I concluded that, at least with these particular error codes -- "error=0x10" and "status=0x59" -- the cause is probably in the areas of DMA and ACPI -- and the worst that will happen is that DMA will be turned off while you are working (annoying!).
(By the way, in case it is relevant, I found out in these discussions that if you have power saving enabled on your linux system, a disk that goes to sleep is likely to have DMA still disabled when it is woken up.)
Like you said, I saw that other people had run disk checking utilities after seeing these messages -- and those checks didn't show up any problems with the disk.

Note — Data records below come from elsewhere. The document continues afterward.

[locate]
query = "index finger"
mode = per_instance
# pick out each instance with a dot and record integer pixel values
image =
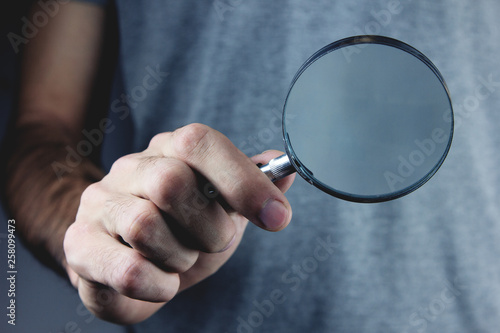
(243, 186)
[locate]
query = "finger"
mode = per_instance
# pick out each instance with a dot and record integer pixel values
(172, 186)
(106, 303)
(106, 261)
(242, 185)
(141, 225)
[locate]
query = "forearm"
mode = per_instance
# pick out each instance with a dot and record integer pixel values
(42, 190)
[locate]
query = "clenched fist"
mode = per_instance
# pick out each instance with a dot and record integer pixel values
(166, 218)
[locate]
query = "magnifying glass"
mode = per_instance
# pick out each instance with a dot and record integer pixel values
(366, 119)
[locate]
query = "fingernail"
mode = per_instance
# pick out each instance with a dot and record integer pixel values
(273, 214)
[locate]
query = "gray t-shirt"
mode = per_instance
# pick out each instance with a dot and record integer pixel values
(427, 262)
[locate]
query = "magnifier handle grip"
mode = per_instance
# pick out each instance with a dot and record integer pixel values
(278, 168)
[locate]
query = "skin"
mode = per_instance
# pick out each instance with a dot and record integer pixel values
(130, 240)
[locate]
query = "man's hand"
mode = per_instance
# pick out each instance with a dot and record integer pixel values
(164, 219)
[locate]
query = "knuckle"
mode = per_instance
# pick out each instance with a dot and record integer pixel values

Also I noticed that at shutdown, i.e. runlevel 6, a similar message is returned about every disk. This makes sense to me, i.e. they are unmounted now or turned off, so they are not returning any info to the system.
Hope this helps but, as I said, after a lot of searching I found that quite a few people have questions about these messages but I still did not find out anything aimed at my level of understanding.